Politician and judge in the Province of Canada

Edward Clarke Campbell (1806 – January 18, 1860) was a lawyer, judge and political figure in Canada West. He represented the town of Niagara (now Niagara-on-the-Lake, Ontario) in the Legislative Assembly of the Province of Canada from 1841 to 1842.

== Biography ==
He was the son of Fort Major Donald Campbell, a native of Argyllshire, Scotland. Campbell studied law with Robert Dickson, later practising in partnership with Dickson. In 1830, he married Ann Isabella Burns.

Campbell stood for election to the first Parliament of the Province of Canada in the general election of March and April, 1841. He was declared the victor by one vote, defeating Henry John Boulton. Campbell took his seat in the Assembly and was considered a moderate Tory. He supported the union of the Canadas, and consistently voted in support of the Governor General, Lord Sydenham.
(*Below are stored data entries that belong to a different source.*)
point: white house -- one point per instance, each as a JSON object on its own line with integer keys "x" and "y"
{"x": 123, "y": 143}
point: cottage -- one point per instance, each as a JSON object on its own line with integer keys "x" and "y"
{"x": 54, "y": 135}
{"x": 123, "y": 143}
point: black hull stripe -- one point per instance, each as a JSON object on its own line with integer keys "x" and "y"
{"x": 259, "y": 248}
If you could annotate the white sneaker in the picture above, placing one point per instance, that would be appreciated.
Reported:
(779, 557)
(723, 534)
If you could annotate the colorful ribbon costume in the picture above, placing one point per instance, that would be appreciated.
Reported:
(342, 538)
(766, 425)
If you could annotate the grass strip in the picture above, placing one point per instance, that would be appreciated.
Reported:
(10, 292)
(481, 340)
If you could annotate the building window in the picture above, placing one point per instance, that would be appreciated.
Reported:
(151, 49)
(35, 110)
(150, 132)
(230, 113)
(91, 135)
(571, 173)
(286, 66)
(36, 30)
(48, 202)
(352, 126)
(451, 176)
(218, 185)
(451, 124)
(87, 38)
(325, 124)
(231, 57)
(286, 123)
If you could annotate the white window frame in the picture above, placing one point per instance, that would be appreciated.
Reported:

The election results in Niagara were appealed by means of an election petition to the Legislative Assembly. In September 1842, more than a year after the election and after Campbell had sat in the Assembly for the 1841 session, the Assembly ruled that Boulton had been the victor in the election. The Assembly removed Campbell and installed Bouton as the member for Niagara. Campbell was appointed a judge for the Niagara District court.

Campbell was a successful horticulturist and was president of the local Mechanics' Institute for ten years. He served on the bench until his death from pneumonia in 1860.